第17話 罪

◇ルクスside◇

 ────そもそも、僕が余計なことを言わなかったら良かったんだ。

 侯爵家の人で高圧的な人が居ることなんてわかっていたことなんだから、何を言われたとしてもそれを上手く躱せば良かった。

 僕の発言は今でも悪くないと思っているけど、伯爵家の長男、いつかは領主になる身としては間違った選択だった……領主としての選択をするのであれば、あの時は何がなんでも他の貴族、それも侯爵家のような権力を持っている人と因縁を作ったらいけなかったんだ。

 自室に入ってから一時間弱の間、ずっとそんなことを考えていると、僕の部屋のドアがノックされた。


「ご主人様、少しよろしいでしょうか?」


 シアナの声だ……シアナにも、合わせる顔が無い。

 でも、何か用事があるなら聞いたほうが良いだろうから、その話だけ聞こう。


「うん、シアナ……入っていいよ」


 僕がそう伝えると、シアナは僕の部屋に入ってきて、僕の座っている椅子の隣まで来た。

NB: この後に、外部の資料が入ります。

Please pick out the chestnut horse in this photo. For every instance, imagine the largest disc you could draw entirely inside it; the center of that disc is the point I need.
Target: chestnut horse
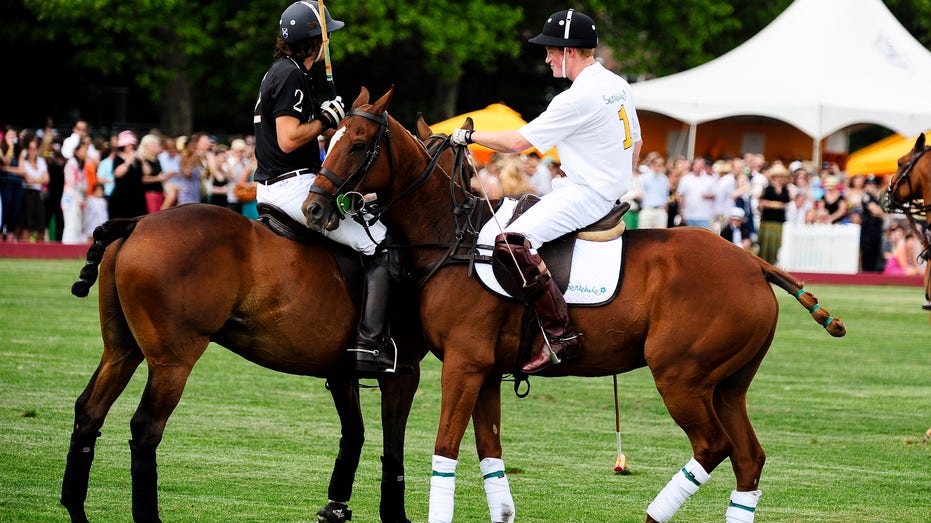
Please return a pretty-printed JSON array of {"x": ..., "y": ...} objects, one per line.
[
  {"x": 694, "y": 308},
  {"x": 910, "y": 191},
  {"x": 172, "y": 282}
]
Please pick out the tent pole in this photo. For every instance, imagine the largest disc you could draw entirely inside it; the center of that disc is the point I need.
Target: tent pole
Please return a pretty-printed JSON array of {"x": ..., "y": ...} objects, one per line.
[
  {"x": 816, "y": 153},
  {"x": 693, "y": 130}
]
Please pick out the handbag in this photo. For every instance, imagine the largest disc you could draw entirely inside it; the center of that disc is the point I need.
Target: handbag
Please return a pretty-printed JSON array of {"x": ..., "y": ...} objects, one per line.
[{"x": 244, "y": 192}]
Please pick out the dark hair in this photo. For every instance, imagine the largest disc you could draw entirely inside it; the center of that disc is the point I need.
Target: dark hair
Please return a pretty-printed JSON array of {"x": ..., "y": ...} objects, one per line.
[{"x": 299, "y": 51}]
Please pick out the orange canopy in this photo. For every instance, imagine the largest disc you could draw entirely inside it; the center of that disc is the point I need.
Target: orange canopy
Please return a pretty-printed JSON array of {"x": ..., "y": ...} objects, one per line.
[
  {"x": 881, "y": 158},
  {"x": 495, "y": 117}
]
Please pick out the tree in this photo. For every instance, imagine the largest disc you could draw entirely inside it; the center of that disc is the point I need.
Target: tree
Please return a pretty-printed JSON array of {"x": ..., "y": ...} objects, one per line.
[{"x": 192, "y": 64}]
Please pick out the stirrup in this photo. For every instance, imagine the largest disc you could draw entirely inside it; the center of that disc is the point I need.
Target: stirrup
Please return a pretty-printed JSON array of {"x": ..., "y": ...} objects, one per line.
[
  {"x": 334, "y": 512},
  {"x": 377, "y": 362},
  {"x": 554, "y": 358}
]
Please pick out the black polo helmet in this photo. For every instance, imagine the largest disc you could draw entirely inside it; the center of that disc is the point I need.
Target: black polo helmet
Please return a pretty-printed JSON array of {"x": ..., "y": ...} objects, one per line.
[
  {"x": 301, "y": 20},
  {"x": 568, "y": 28}
]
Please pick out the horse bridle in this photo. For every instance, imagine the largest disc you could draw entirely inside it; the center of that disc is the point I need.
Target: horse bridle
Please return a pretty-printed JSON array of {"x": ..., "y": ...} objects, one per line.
[
  {"x": 351, "y": 204},
  {"x": 909, "y": 207},
  {"x": 438, "y": 145}
]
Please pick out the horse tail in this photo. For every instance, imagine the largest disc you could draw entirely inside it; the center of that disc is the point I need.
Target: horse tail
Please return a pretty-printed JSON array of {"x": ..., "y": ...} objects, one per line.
[
  {"x": 784, "y": 280},
  {"x": 104, "y": 235}
]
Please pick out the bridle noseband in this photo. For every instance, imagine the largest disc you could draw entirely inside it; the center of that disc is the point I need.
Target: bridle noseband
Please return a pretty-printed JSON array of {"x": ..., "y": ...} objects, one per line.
[
  {"x": 909, "y": 207},
  {"x": 371, "y": 156}
]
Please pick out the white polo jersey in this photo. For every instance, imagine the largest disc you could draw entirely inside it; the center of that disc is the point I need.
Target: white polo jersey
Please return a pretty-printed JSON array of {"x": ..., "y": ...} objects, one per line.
[{"x": 594, "y": 126}]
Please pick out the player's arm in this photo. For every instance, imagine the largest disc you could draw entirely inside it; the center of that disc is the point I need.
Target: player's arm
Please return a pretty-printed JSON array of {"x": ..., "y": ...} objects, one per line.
[
  {"x": 502, "y": 141},
  {"x": 638, "y": 145},
  {"x": 292, "y": 133}
]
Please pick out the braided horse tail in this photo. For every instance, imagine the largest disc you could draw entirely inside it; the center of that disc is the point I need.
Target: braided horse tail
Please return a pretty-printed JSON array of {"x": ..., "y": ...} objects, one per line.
[
  {"x": 784, "y": 280},
  {"x": 104, "y": 235}
]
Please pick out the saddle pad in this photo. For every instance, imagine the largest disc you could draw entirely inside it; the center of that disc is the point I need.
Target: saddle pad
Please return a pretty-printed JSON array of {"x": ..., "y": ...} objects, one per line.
[{"x": 596, "y": 266}]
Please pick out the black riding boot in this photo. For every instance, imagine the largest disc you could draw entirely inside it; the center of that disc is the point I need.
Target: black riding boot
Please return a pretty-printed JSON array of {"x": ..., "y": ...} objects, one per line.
[
  {"x": 562, "y": 341},
  {"x": 374, "y": 350}
]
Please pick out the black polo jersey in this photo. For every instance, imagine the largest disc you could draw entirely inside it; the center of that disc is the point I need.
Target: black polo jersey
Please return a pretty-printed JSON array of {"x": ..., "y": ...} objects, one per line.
[{"x": 285, "y": 90}]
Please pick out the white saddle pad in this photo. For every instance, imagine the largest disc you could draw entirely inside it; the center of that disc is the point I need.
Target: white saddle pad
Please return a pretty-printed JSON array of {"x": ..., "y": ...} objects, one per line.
[{"x": 595, "y": 272}]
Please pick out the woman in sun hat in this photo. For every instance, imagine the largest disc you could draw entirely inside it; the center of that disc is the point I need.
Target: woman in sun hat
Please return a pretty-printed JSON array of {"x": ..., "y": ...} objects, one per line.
[{"x": 833, "y": 203}]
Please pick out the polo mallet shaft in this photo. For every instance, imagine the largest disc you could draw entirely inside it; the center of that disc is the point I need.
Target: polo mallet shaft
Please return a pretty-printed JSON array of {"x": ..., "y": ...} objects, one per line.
[
  {"x": 326, "y": 48},
  {"x": 620, "y": 463}
]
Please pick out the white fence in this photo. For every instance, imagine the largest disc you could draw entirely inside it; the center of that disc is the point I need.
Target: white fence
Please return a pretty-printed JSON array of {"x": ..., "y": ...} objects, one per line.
[{"x": 820, "y": 248}]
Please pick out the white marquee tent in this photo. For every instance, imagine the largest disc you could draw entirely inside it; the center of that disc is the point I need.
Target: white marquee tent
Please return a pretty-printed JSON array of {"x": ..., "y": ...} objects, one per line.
[{"x": 820, "y": 66}]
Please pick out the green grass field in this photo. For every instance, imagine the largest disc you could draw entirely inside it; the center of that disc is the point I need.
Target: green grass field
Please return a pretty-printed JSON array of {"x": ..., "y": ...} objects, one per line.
[{"x": 841, "y": 420}]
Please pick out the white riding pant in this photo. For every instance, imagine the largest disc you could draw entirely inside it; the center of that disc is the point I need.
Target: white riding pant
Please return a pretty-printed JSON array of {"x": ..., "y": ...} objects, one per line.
[
  {"x": 288, "y": 195},
  {"x": 567, "y": 208}
]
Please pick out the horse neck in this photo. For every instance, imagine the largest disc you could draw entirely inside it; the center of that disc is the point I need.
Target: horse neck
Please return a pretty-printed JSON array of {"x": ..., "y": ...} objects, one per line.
[{"x": 424, "y": 216}]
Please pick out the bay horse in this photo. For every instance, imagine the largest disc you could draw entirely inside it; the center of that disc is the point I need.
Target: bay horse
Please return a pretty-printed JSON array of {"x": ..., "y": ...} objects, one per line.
[
  {"x": 695, "y": 309},
  {"x": 909, "y": 191},
  {"x": 173, "y": 281}
]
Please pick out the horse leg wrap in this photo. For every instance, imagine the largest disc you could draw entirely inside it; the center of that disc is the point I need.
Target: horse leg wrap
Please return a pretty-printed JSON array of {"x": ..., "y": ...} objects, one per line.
[
  {"x": 442, "y": 489},
  {"x": 497, "y": 491},
  {"x": 682, "y": 485},
  {"x": 742, "y": 507},
  {"x": 344, "y": 474},
  {"x": 77, "y": 470},
  {"x": 145, "y": 484}
]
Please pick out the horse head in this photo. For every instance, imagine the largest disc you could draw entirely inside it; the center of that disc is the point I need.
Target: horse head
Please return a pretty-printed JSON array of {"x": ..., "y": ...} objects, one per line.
[
  {"x": 349, "y": 170},
  {"x": 911, "y": 178},
  {"x": 354, "y": 166}
]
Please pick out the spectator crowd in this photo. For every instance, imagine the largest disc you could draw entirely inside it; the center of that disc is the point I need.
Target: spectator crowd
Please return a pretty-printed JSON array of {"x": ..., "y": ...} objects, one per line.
[{"x": 60, "y": 188}]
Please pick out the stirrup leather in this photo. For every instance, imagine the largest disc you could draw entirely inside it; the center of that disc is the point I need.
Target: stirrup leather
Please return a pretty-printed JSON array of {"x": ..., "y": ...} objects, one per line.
[{"x": 376, "y": 353}]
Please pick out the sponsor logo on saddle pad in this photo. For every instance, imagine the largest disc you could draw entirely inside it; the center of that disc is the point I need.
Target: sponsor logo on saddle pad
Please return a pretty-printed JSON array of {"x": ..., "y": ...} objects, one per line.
[{"x": 596, "y": 266}]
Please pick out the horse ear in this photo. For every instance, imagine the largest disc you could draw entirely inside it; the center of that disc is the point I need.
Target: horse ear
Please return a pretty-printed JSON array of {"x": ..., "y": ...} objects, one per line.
[
  {"x": 382, "y": 104},
  {"x": 423, "y": 130},
  {"x": 362, "y": 99}
]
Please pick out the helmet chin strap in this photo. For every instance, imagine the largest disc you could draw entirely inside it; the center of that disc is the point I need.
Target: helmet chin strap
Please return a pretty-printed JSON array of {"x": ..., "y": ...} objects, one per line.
[{"x": 566, "y": 36}]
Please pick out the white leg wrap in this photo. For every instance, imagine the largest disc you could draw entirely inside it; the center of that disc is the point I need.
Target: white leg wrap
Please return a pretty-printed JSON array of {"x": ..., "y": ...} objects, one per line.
[
  {"x": 682, "y": 485},
  {"x": 742, "y": 506},
  {"x": 497, "y": 491},
  {"x": 442, "y": 489}
]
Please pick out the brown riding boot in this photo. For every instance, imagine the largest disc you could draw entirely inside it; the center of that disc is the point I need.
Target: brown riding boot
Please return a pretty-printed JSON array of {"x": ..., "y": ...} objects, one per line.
[{"x": 562, "y": 341}]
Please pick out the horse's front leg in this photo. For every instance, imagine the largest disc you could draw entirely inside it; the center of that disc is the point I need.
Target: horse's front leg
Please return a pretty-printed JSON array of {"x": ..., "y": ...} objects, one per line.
[
  {"x": 462, "y": 379},
  {"x": 486, "y": 421},
  {"x": 397, "y": 396},
  {"x": 345, "y": 392}
]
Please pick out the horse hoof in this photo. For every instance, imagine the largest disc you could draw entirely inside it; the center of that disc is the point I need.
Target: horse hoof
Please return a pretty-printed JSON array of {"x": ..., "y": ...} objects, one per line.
[{"x": 334, "y": 512}]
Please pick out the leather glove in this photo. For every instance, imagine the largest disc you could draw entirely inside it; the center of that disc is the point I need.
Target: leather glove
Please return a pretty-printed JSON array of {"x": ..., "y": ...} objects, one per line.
[
  {"x": 331, "y": 112},
  {"x": 461, "y": 137}
]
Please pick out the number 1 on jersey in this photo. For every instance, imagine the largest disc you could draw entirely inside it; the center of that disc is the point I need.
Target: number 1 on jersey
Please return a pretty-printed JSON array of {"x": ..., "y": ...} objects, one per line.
[{"x": 622, "y": 114}]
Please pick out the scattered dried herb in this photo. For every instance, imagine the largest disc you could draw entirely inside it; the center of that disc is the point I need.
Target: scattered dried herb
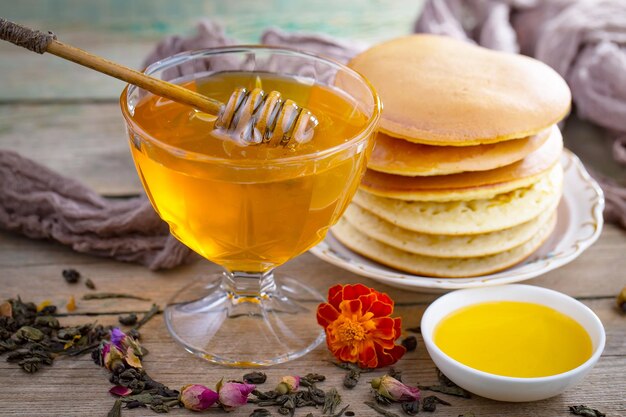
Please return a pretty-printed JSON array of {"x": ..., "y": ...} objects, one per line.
[
  {"x": 311, "y": 379},
  {"x": 154, "y": 310},
  {"x": 128, "y": 320},
  {"x": 411, "y": 408},
  {"x": 331, "y": 401},
  {"x": 583, "y": 410},
  {"x": 6, "y": 310},
  {"x": 108, "y": 295},
  {"x": 430, "y": 403},
  {"x": 89, "y": 284},
  {"x": 32, "y": 339},
  {"x": 379, "y": 409},
  {"x": 71, "y": 304},
  {"x": 410, "y": 343},
  {"x": 621, "y": 300},
  {"x": 341, "y": 412},
  {"x": 71, "y": 276},
  {"x": 255, "y": 378}
]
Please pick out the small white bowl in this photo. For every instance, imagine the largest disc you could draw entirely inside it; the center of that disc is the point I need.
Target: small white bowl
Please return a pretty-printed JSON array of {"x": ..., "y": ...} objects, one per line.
[{"x": 504, "y": 388}]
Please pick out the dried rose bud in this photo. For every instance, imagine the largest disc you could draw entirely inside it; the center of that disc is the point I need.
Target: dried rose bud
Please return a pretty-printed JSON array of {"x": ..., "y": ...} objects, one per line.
[
  {"x": 395, "y": 390},
  {"x": 197, "y": 397},
  {"x": 288, "y": 384},
  {"x": 117, "y": 337},
  {"x": 132, "y": 359},
  {"x": 234, "y": 394},
  {"x": 112, "y": 357}
]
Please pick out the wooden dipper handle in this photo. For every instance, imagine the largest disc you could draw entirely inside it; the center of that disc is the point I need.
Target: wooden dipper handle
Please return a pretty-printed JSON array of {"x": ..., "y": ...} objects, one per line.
[{"x": 41, "y": 42}]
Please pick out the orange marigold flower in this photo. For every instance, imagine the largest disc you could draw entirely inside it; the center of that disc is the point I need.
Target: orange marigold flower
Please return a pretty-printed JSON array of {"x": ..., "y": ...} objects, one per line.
[{"x": 358, "y": 327}]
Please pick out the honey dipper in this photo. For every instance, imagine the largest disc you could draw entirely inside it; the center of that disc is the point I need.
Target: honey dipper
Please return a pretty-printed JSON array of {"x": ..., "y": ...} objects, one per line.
[{"x": 254, "y": 116}]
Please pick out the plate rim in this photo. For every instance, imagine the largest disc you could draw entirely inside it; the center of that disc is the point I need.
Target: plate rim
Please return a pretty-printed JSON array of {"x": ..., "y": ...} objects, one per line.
[{"x": 594, "y": 207}]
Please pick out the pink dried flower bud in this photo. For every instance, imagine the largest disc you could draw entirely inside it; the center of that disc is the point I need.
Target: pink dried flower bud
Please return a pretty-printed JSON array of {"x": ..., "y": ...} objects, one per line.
[
  {"x": 197, "y": 397},
  {"x": 395, "y": 390},
  {"x": 234, "y": 394},
  {"x": 117, "y": 337},
  {"x": 112, "y": 357},
  {"x": 132, "y": 359},
  {"x": 288, "y": 384}
]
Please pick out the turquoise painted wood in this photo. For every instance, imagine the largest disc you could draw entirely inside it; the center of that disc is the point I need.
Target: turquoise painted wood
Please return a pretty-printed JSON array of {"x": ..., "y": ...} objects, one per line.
[{"x": 126, "y": 31}]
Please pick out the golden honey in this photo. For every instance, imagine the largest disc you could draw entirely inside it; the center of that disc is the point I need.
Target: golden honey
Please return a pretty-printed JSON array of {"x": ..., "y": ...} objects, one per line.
[
  {"x": 516, "y": 339},
  {"x": 248, "y": 208}
]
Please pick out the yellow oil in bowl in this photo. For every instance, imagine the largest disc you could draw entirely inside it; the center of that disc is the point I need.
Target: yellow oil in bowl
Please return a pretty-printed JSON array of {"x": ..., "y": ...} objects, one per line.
[{"x": 514, "y": 339}]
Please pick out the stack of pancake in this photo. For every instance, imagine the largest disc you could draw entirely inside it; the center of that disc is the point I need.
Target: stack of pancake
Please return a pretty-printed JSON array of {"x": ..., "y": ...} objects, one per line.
[{"x": 464, "y": 178}]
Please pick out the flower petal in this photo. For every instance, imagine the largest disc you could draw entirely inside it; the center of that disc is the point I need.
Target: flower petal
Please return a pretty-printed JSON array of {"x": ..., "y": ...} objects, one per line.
[
  {"x": 326, "y": 314},
  {"x": 352, "y": 292}
]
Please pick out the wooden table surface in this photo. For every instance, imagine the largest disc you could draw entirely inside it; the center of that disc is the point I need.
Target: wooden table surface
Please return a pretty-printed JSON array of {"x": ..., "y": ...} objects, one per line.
[{"x": 67, "y": 118}]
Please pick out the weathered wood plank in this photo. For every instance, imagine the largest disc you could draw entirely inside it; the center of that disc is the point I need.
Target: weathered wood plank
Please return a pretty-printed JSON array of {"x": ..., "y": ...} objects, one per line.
[
  {"x": 78, "y": 387},
  {"x": 596, "y": 273}
]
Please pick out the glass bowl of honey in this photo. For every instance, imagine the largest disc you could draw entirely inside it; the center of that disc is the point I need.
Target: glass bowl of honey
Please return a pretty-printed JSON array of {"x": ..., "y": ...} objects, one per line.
[
  {"x": 513, "y": 342},
  {"x": 250, "y": 207}
]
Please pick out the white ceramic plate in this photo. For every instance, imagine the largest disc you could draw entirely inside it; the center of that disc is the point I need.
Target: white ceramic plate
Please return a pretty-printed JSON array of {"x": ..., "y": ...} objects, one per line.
[{"x": 579, "y": 224}]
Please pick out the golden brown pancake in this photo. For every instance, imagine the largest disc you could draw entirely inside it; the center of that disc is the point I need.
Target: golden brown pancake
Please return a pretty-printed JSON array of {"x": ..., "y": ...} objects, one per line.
[
  {"x": 468, "y": 185},
  {"x": 440, "y": 91},
  {"x": 364, "y": 245},
  {"x": 401, "y": 157}
]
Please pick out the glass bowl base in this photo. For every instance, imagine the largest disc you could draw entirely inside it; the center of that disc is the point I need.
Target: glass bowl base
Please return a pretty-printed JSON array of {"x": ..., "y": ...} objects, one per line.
[{"x": 245, "y": 320}]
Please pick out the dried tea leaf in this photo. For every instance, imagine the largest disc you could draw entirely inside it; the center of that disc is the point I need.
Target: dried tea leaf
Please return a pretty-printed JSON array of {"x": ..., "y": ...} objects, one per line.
[
  {"x": 47, "y": 321},
  {"x": 331, "y": 401},
  {"x": 255, "y": 378},
  {"x": 6, "y": 309},
  {"x": 380, "y": 410},
  {"x": 71, "y": 304},
  {"x": 30, "y": 365},
  {"x": 108, "y": 295},
  {"x": 583, "y": 410},
  {"x": 351, "y": 379},
  {"x": 411, "y": 408},
  {"x": 71, "y": 276},
  {"x": 29, "y": 333},
  {"x": 410, "y": 343},
  {"x": 116, "y": 411},
  {"x": 430, "y": 403},
  {"x": 340, "y": 413}
]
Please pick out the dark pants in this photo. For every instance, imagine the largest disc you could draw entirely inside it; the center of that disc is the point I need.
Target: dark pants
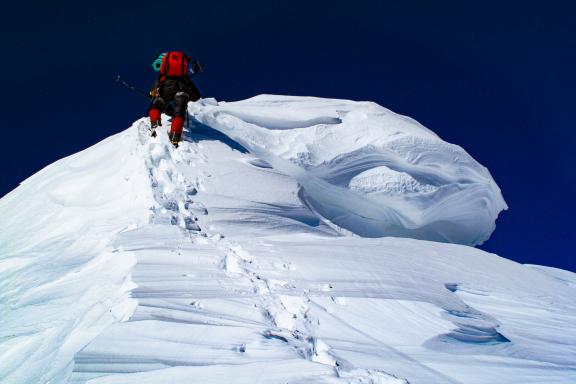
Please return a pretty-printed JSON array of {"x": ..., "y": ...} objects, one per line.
[{"x": 174, "y": 95}]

 シアナの顔を見てみると、とても心配そうな表情をしていた。


「どうかしたの?シアナ」

「……辛そうなお顔をしています、ご主人様」

「え?あぁ……貴族学校の初日だったから、慣れない環境で疲れが出てるんだと思うよ」


 僕は、できるだけ明るい表情を作ってそう言ったものの、シアナは無言で僕のことを見つめるだけだった……シアナに隠し事はできない、か。

 僕は明るい表情を作るのをやめて言った。


「実は今日……侯爵家の人と言い合いになったんだ、普段だったら聞き流してたようなことだったけど、フェリシアーナ様のことをどこか低く見てるような言い方をされて、将来的に領主になる身としては聞き流すべきだったのに、感情的になったんだ」


 僕が今の僕の抱えているものをシアナに伝えると、シアナは両腕を広げて優しい笑顔で言う。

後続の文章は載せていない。